Like many of you, I was jazzed the last time the great eclipse show came into town. I was out there with the rest of the jabronis in the parking lot at work, peering up at the heavens. Someone handed me a sheet, some kind of film, and I looked up, saw a very non-exciting circle with part of it shaded it and the rest of it blazing bright.

In hindsight, it might’ve been Saran Wrap I was looking through.

My eyes began hurting immediately. In my head, I could hear a voice of a news person saying “whatever you do, make sure you are looking through approved filter to view the eclipse.”

There is no way the person who handed me the sheet made sure the sheet was NASA approved. They could barely do their job.

The thought of this made my eyes hurt even more. Like a deep soreness I’d never felt before. It’s possible I did permanent damage to my eyes. And for what? Was I a better person after watching the eclipse with my own two eyes? No, I was still a mostly horrible human being.

Then I read about a rapper, an up and coming rapper who stared at the eclipse with no protection, and did permanent damage to his eyes. And my eye pain went up a few notches quickly. I was going to be blind soon.

And all of this because I didn’t stop to make sure the filter was a NASA approved space safety sheet of plastic.

The panic reminded me of a time when someone I worked with offered to take me up in a plane. He was training to be a flight instructor. I was younger and dumb. The same dumb I was when watching the last eclipse.

I remember getting up to cruising altitude and not feeling safe or stable. The window was open and there was a screen between me and the earth. And the pilot, I remember thinking this guy can’t even space out his appetizers to come out before people’s entrees, why did I trust him with my life.

I have not been in a small plane since. But it was that same panic that set in.

But I guygress.

I went to my optometrist. He examined my eyes. And he gave me the bad news.

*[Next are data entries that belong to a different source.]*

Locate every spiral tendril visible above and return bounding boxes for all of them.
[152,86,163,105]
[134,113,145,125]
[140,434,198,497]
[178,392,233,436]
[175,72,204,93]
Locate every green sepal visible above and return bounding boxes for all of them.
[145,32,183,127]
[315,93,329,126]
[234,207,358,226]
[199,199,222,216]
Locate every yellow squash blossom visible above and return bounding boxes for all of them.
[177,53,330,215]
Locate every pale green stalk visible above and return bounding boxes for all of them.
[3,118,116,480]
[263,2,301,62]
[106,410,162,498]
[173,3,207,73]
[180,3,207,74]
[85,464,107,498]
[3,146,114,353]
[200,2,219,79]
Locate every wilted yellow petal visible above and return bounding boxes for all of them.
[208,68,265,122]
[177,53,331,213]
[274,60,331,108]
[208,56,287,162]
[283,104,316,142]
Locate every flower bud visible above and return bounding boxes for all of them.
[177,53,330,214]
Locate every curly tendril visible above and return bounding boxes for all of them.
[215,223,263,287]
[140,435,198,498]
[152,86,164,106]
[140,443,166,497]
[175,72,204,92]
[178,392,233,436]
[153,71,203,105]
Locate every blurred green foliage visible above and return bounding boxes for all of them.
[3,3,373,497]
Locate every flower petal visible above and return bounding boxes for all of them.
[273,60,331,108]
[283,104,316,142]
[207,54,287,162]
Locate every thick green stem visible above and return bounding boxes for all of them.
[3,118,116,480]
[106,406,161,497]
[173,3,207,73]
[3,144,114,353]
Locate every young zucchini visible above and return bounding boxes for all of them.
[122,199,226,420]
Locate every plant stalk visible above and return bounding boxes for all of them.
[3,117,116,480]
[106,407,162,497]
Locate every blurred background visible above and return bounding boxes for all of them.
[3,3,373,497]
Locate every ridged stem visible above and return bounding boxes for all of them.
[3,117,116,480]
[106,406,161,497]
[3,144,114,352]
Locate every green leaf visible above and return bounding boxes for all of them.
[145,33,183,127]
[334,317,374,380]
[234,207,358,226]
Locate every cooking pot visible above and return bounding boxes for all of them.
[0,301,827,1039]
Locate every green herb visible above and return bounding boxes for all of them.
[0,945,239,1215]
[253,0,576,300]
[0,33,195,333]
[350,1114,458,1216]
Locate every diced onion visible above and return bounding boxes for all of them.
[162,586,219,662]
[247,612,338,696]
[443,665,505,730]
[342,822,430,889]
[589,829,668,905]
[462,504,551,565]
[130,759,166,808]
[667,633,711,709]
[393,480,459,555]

“Your eyes are fine. You’re just nuts.”

He went on to say they had been talking and trying to figure out how long it would take someone to stare at the eclipse and do permanent damage. I think he had estimated at least a few minutes. But still, any kind of exposure could be potentially blinding.

When I was just a kid, my mom and I watched out our kitchen window and saw Haley’s Comet. It won’t be back for another 72 years and I remember crying that my Mom might not be around when it comes back. But you know what, if I hadn’t seen Haley’s Comet, my life would be no different. Regardless of whether I saw that really rare cosmic event, no change in my life. It wasn’t even that spectacular, it was just a ball of white light in the sky. To be honest, I’m. not even convinced what we saw was even Haley’s Comet and not a cloud. But at least we weren’t sacrificing our sight to watch it.

The idea of possibly hurting your eyes to watch something that isn’t even that interesting in the first place is bonkers. Don’t do it. Don’t be another sheep, flocking to the bright flame of cultural vapidity. Regardless of whether you look at the eclipse through Government Issued and Approved glasses or some NASA gamma ray tested filter, trust me, you will still be the same old horrible person you were before.